Rumsfeld cited historian Stephen Ambrose, who said that historically, the arrival of armies meant terror and destruction, but the U.S. Army changed that by bringing hope and assistance.
"What he was saying is that the United States Army, while always fierce and formidable to be sure, was something more, even unprecedented," Rumsfeld said. "We were a force for good in the world, he said."
During his years in DoD, Rumsfeld has met tens of thousands of soldiers, he said, and while they all come from different backgrounds, they share a distinctive strength.
"They share an inner strength, a strength that has defined the American soldier for generations," he said. "It's a strength that carried special operations forces along dark and narrow paths in Afghanistan in the mountains, that propelled the 'thunder run' in Baghdad, and that each day inspires personal acts of courage and heroism in the streets and villages of Iraq."
The men and women who serve in the Army are the reason the Army is the preeminent land force in the world, Army Secretary Francis J. Harvey said at the ceremony. Today's celebration was dedicated to the Army's "boots on the ground" -- the soldiers, civilians, veterans and family members who make up the Army family, he said.
"The Army is and has always been a 'people' organization," Harvey said. "And it is the perseverance, dedication and courage of men and women who have answered the call to duty that is key to achieving victory in the war on terrorism."
America is in a critical time right now, and those who serve in the military are contributing to history, Rumsfeld said. He noted that servicemembers' children will be able to look at history books years from now and be proud of their parents' accomplishments.

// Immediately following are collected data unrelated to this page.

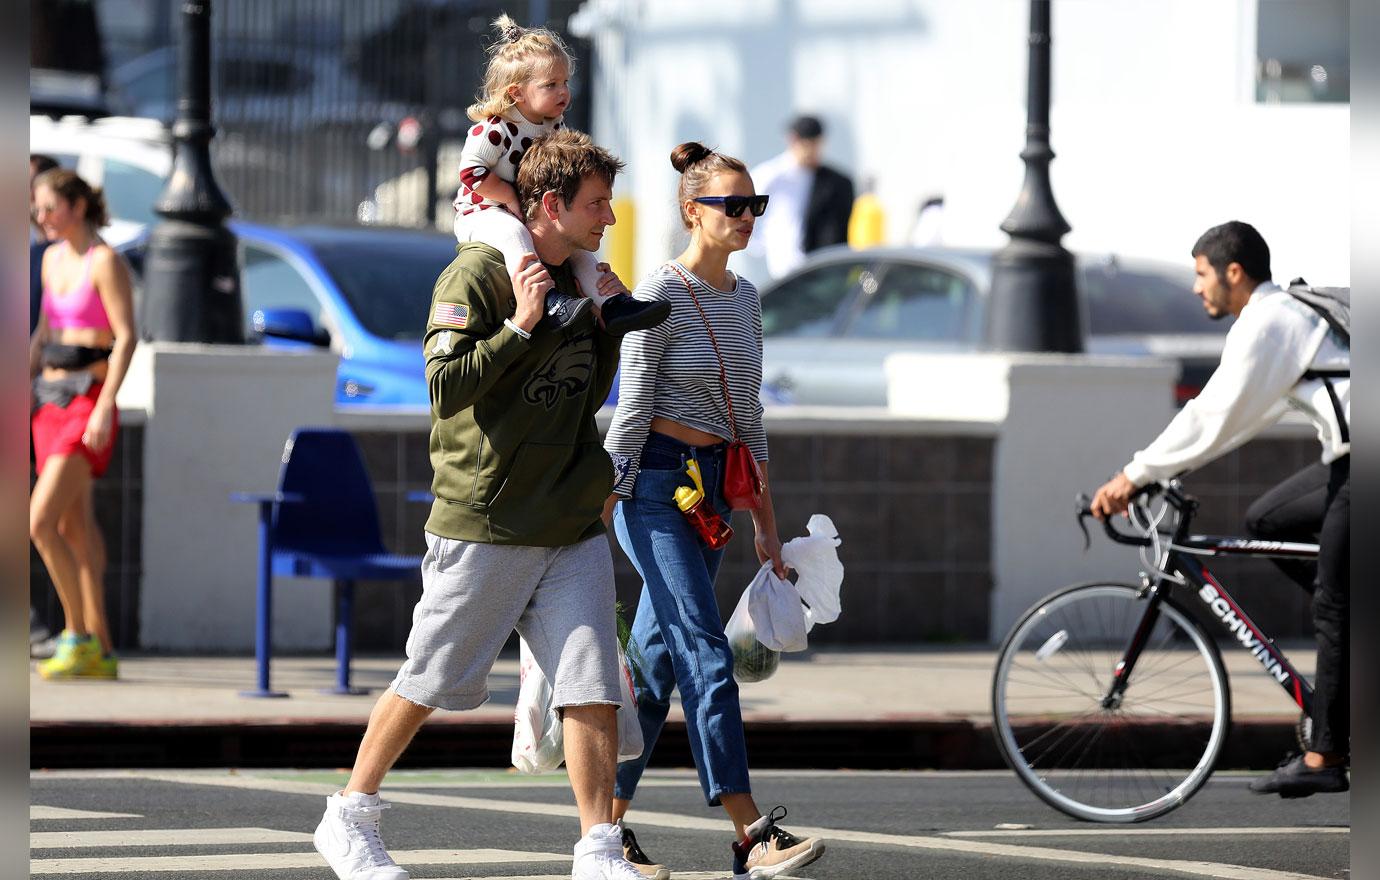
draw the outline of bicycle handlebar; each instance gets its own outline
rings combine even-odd
[[[1140,495],[1144,495],[1145,497],[1149,498],[1158,494],[1160,490],[1161,486],[1159,483],[1150,483],[1149,485],[1142,486],[1140,489],[1136,490],[1136,493],[1132,495],[1131,498],[1132,500],[1135,500],[1135,498]],[[1089,498],[1085,493],[1080,492],[1074,498],[1073,503],[1075,505],[1074,512],[1078,516],[1078,528],[1083,533],[1083,549],[1087,550],[1089,547],[1092,546],[1092,537],[1088,535],[1088,527],[1083,524],[1083,520],[1093,516],[1092,499]],[[1114,519],[1115,517],[1109,516],[1106,519],[1102,520],[1102,531],[1107,533],[1108,538],[1111,538],[1118,544],[1126,544],[1130,547],[1150,546],[1151,542],[1149,538],[1121,531],[1115,525],[1112,524]]]

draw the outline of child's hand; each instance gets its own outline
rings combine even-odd
[[[512,280],[513,296],[517,299],[513,323],[530,333],[546,310],[546,292],[555,282],[536,254],[522,255]]]

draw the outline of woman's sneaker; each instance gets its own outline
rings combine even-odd
[[[38,664],[38,674],[45,679],[59,680],[83,676],[104,678],[93,675],[101,664],[101,643],[93,635],[79,636],[65,629],[58,636],[53,656]]]
[[[633,834],[631,828],[623,824],[622,819],[613,824],[617,825],[623,832],[623,858],[640,871],[643,877],[648,877],[650,880],[671,880],[671,870],[665,865],[658,865],[647,858],[642,847],[637,845],[637,835]]]
[[[340,880],[408,880],[379,837],[379,813],[388,806],[376,794],[341,791],[326,798],[313,843]]]
[[[643,873],[623,858],[623,829],[595,825],[575,844],[571,880],[646,880]]]
[[[777,820],[784,818],[786,808],[773,807],[769,815],[744,829],[747,838],[733,844],[733,880],[775,877],[824,855],[823,840],[796,837],[778,827]]]

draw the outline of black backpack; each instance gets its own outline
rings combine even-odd
[[[1307,281],[1302,278],[1295,278],[1289,282],[1288,293],[1294,299],[1317,312],[1332,328],[1332,332],[1341,337],[1347,350],[1351,350],[1350,287],[1309,287]],[[1350,443],[1350,426],[1346,423],[1346,413],[1342,410],[1342,402],[1337,397],[1336,389],[1332,387],[1332,380],[1351,378],[1351,370],[1349,368],[1306,370],[1302,378],[1322,380],[1323,385],[1327,388],[1327,396],[1332,399],[1332,411],[1337,415],[1337,427],[1341,429],[1342,442]]]

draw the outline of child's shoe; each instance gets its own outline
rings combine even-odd
[[[779,813],[777,811],[780,811]],[[733,880],[764,880],[804,867],[824,855],[824,841],[799,838],[778,828],[785,807],[774,807],[747,828],[747,839],[733,844]]]
[[[647,330],[665,321],[671,314],[671,304],[659,299],[633,299],[626,293],[618,293],[604,300],[599,314],[604,318],[605,330],[622,336],[634,330]]]

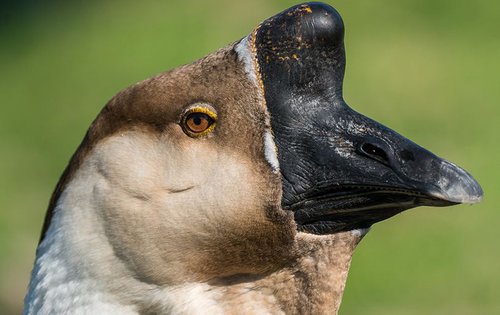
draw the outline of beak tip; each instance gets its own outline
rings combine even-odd
[[[473,205],[483,201],[483,189],[478,182],[474,180],[474,183],[469,185],[468,188],[468,191],[459,196],[460,203]]]
[[[438,182],[441,193],[439,198],[455,203],[476,204],[483,200],[481,185],[465,170],[457,165],[443,161],[441,178]]]
[[[480,203],[483,200],[483,193],[481,191],[480,193],[465,192],[461,194],[449,194],[445,197],[445,199],[451,202],[473,205],[476,203]]]

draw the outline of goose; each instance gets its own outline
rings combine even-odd
[[[374,223],[479,202],[347,106],[343,37],[300,4],[114,96],[50,200],[24,314],[335,314]]]

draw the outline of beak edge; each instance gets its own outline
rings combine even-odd
[[[454,203],[476,204],[483,200],[483,189],[479,183],[459,166],[443,160],[440,167],[438,190],[433,197]]]

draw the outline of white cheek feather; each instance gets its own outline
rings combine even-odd
[[[243,38],[235,47],[234,50],[238,54],[238,59],[243,62],[245,66],[245,72],[254,83],[257,83],[257,74],[255,71],[254,55],[250,49],[250,43],[248,41],[249,36]]]
[[[274,143],[274,138],[270,130],[266,130],[264,133],[264,155],[269,165],[273,168],[273,172],[277,173],[280,169],[280,162],[278,160],[276,143]]]
[[[257,82],[257,69],[255,69],[255,56],[250,47],[250,36],[243,38],[235,47],[234,50],[238,54],[238,59],[243,63],[245,67],[245,72],[248,78],[257,85],[257,89],[259,92],[259,97],[264,102],[264,97],[262,95],[262,91],[260,91],[259,84]],[[274,173],[278,173],[280,169],[280,163],[278,160],[278,150],[276,148],[276,144],[274,142],[273,134],[270,130],[270,118],[269,113],[267,112],[266,107],[266,131],[264,133],[264,155],[272,167]]]

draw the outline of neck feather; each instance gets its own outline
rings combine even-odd
[[[37,250],[25,314],[336,314],[354,248],[366,233],[298,233],[298,258],[279,271],[160,287],[127,277],[111,252],[100,250],[97,256],[105,260],[99,262],[70,248],[73,236],[63,228],[67,212],[56,211]],[[89,269],[109,264],[108,272]]]
[[[336,313],[354,248],[366,233],[297,233],[295,258],[264,275],[153,284],[135,276],[109,243],[93,202],[105,179],[93,171],[76,178],[37,250],[24,314]]]
[[[221,301],[228,309],[258,306],[272,314],[336,314],[353,251],[367,232],[298,233],[295,263],[263,277],[229,277],[214,282],[214,287],[222,292]]]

"They'll remember that you stepped forward voluntarily and raised your hands to ensure their safety and their security in a time of war," he said. "Always remember that our country is safer because you have stepped forward, and we are forever in your debt."
The Army birthday celebration is important because it gives soldiers a chance to reflect on the Army's service to America and it reminds them of lessons from the past that can give them an anchor for the future, Army Chief of Staff Gen. Peter J. Schoomaker said. But, most importantly, the Army's birthday honors all soldiers -- past, present and future, he said.
At the ceremony, Schoomaker gave the oath of enlistment to a group of Army recruits from the Washington, D.C., area. After cutting the birthday cake, country music artist and former Marine Josh Gracin performed in the Pentagon courtyard.
In addition, a display was set up for "America Supports You," the DoD program that showcases Americans' efforts to support servicemembers and their families.